No matter what, if you have a spot on your skin that seems abnormal or questionable, you should consult your doctor because BCC can look very different from person to person. In addition, you should prioritize routine checkups with your dermatologist and always be on the lookout for any skin changes in between visits.
Five Ways to Try to Avoid Skin Cancer
Skin cancers more commonly occur on parts of the body that tend to get more sun like the face, head, neck and arms, but they can develop anywhere on the body – including places like the bottoms of your feet, your genitals and inside your mouth.
Top 5 Ways to Protect Your Skin From Skin Cancer
Dr. Dendy Engelman, a board certified dermatologic surgeon at Shafer Clinic Fifth Avenue, previously spoke with SurvivorNet about how to best reduce your risk of developing skin cancer. Here are her top five ways to try to avoid the disease:
- Avoid sun during peak hours: 10 a.m. to 2 p.m.
- Wear a wide brimmed hat and sunglasses to protect the tops of our heads, the tops of our ears and the delicate area around the eye.
- Wear at least SPF 30 sunscreen and make sure to reapply every two hours or after excessive sweating or swimming.
- Have yearly skin checks (with a professional) because it’s difficult to evaluate areas all over the body.
- Avoid tanning beds. There are no “good” tanning beds, and they can significantly increase your risk of skin cancer.
Skin Protection Needed Year Round
Dr. Dendy Engelman says it’s a common misconception that the need for sun protection is seasonal.

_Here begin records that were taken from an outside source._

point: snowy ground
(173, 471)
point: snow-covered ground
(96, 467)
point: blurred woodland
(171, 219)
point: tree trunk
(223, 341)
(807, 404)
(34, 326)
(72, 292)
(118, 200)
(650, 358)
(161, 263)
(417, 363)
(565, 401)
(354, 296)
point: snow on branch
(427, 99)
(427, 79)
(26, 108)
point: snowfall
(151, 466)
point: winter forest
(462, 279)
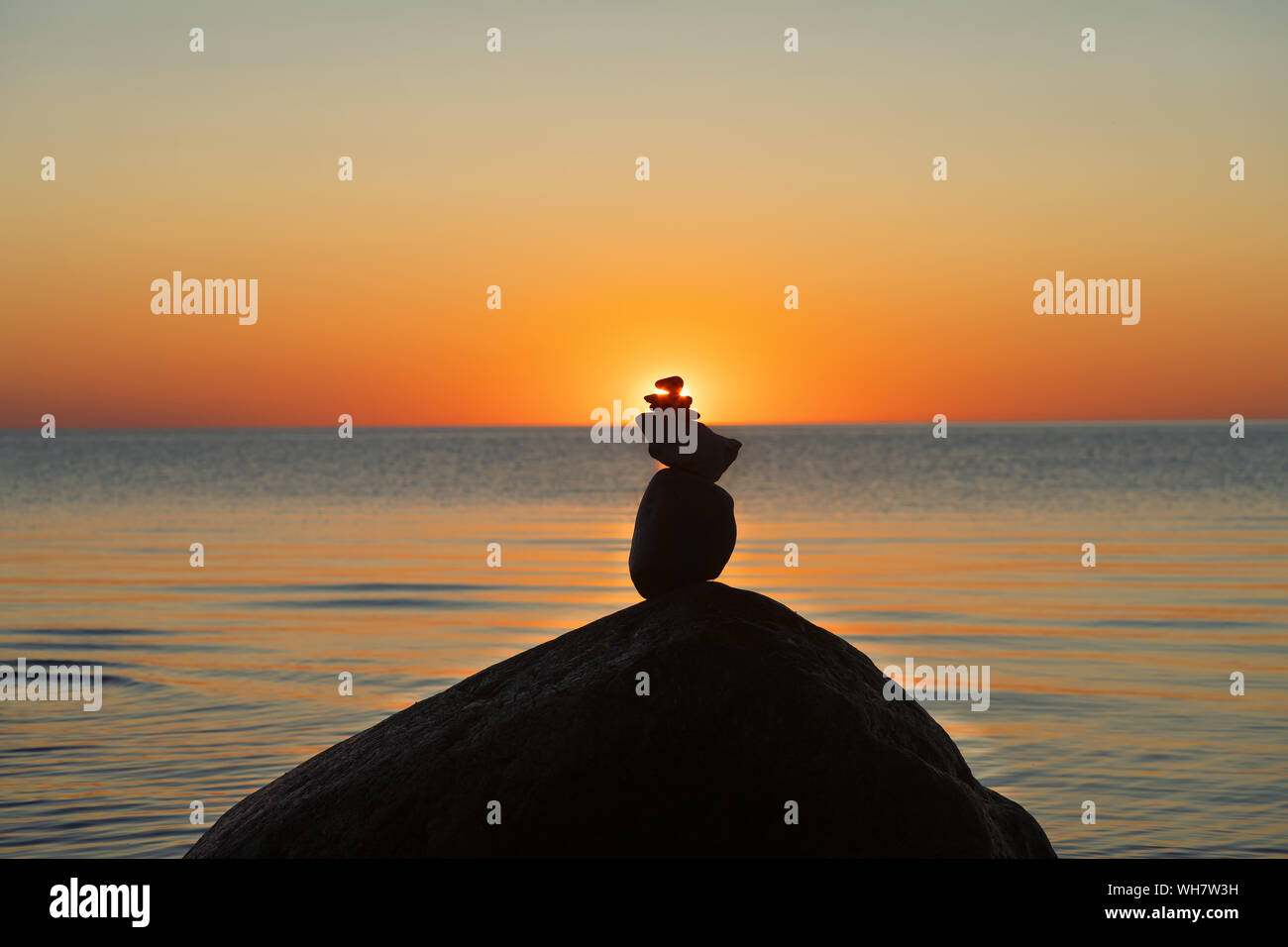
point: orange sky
(516, 169)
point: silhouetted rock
(750, 707)
(711, 458)
(684, 532)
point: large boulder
(684, 532)
(748, 707)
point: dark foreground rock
(750, 706)
(711, 455)
(684, 532)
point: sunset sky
(518, 169)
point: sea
(1149, 689)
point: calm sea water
(369, 556)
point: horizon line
(724, 424)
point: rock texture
(684, 532)
(709, 458)
(750, 706)
(684, 528)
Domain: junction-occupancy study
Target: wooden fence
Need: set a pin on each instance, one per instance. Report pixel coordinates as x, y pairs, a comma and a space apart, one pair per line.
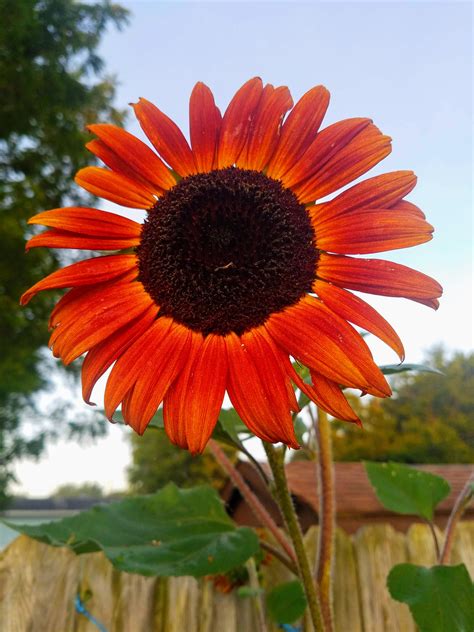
38, 585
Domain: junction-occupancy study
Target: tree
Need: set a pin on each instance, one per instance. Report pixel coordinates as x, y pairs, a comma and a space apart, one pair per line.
52, 84
156, 462
429, 419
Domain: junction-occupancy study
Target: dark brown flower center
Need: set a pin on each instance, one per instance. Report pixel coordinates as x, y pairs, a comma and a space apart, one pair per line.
221, 251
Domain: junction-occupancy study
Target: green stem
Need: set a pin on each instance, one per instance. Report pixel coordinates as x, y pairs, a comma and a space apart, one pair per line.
285, 503
327, 510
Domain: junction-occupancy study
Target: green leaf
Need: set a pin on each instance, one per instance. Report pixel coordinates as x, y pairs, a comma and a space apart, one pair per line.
392, 369
173, 532
441, 598
287, 602
406, 490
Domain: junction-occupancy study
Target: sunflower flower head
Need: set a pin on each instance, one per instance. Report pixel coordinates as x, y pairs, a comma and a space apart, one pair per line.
239, 266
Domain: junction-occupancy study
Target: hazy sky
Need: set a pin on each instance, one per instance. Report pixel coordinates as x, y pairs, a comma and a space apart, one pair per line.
407, 65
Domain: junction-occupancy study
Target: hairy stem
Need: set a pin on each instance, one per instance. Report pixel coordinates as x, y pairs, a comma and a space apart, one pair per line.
435, 538
278, 553
460, 505
283, 497
258, 601
253, 502
327, 510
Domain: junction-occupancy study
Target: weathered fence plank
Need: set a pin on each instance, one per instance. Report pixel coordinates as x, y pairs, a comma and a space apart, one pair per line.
377, 549
38, 585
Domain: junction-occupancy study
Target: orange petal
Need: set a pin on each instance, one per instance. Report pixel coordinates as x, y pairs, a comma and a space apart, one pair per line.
378, 192
193, 402
376, 276
166, 137
299, 131
63, 239
237, 121
131, 364
103, 355
265, 130
358, 312
321, 340
364, 231
85, 228
327, 144
86, 272
136, 155
408, 209
88, 221
115, 187
364, 151
251, 398
164, 360
266, 358
94, 318
330, 398
204, 126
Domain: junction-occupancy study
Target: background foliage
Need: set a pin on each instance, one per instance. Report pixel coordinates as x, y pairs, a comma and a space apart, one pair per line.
428, 419
156, 462
52, 84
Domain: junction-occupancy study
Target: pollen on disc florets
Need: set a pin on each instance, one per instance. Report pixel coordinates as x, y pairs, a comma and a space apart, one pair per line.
221, 251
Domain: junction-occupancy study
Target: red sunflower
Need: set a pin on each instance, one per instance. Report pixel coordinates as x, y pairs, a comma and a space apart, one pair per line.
237, 267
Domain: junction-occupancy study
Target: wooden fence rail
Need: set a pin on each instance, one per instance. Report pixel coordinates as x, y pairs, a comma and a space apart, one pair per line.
38, 586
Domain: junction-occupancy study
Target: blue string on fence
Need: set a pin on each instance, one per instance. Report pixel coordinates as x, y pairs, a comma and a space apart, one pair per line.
81, 609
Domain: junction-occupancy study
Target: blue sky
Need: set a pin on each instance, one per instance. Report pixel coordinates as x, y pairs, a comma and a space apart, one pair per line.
407, 65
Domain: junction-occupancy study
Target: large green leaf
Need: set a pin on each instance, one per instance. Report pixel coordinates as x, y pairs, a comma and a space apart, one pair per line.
441, 598
173, 532
393, 369
287, 602
406, 490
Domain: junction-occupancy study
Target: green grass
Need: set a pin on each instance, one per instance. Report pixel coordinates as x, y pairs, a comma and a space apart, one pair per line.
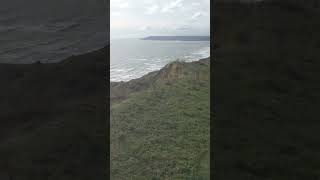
163, 131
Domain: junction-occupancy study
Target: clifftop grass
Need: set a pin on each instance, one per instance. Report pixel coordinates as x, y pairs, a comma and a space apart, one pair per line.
161, 128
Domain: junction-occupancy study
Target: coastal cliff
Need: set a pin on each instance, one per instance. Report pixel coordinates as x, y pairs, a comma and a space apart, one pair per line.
266, 100
53, 119
160, 123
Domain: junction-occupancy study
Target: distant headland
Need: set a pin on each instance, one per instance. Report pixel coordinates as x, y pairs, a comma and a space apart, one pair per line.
178, 38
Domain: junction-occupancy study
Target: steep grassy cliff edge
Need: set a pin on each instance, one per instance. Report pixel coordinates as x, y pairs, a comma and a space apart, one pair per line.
160, 124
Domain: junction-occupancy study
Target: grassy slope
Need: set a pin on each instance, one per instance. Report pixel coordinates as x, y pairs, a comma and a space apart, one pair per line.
52, 119
161, 130
267, 96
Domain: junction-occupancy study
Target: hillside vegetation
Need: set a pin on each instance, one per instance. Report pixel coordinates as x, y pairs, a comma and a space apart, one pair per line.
160, 124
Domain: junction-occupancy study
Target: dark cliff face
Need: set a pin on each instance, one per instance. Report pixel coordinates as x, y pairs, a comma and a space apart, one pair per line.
53, 119
266, 74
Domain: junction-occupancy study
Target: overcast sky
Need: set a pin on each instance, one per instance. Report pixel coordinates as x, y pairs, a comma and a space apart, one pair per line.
139, 18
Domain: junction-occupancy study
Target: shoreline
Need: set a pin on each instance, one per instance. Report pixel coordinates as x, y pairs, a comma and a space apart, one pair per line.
198, 59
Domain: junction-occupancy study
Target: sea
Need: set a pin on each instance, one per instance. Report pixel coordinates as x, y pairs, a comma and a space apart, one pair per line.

“My patients ask me all the time, ‘Do I really need sunscreen every day, all year round?’ The answer is yes,” Dr. Engelman told SurvivorNet. “People think they only need sun protection when they’re in the bright, warm sunshine. But the reality is, we can get sun damage at any time throughout the year, even in the cold, wintry months. Think about when you go skiing. That’s a very high risk. Even though it’s cold, our skin should be protected.”
Choose the Right Sunscreen and Use It Often
So, don’t forget your sunscreen when you hit the slopes! And if you’re still unconvinced of the effects of unprotected sun exposure in the winter, try to think more big picture.
“The reality is, the sun can damage us even in incidental exposure,” Dr. Engelman said. “If we’re unprotected, for even 15 minutes a day, if we think about the cumulative effects that has on our skin over a lifetime, it’s very real… The more we [wear sunscreen], the more we’re protected. The more our risk is limited.”
To make sure you keep up with skin protection throughout the winter, Dr. Engelman recommends making a habit out of it.
“I just tell patients, ‘Make it part of your daily routine. Just like you brush your teeth, you should be reaching for sunscreen every day,’” she said.
But sun protection is only really effective if you’re doing it wisely. Dermatologist Dr. Snehal Amin, the co-founder and surgical director of MDCS Dermatology: Medical Dermatology & Cosmetic Surgery, says finding the right skin protection depends on the activities you’ll be doing.
“If you want to engage in outdoor activities, which is great for your health and is really a lot of fun, it’s important to make sure you don’t also get a sunburn,” he said. “Now if you’re like me, and you like to surf, or wind surf, or ski or anything like that, most of those activities can’t be done in 20 minutes, so you have to wear the right protection for those activities.
“When I go skiing, always make sure you’ve got the zinc oxide paste on your nose. When I go surfing, always make sure you have the long-sleeved surf shirt, because really you can’t apply that much sunscreen over and over again to your body.”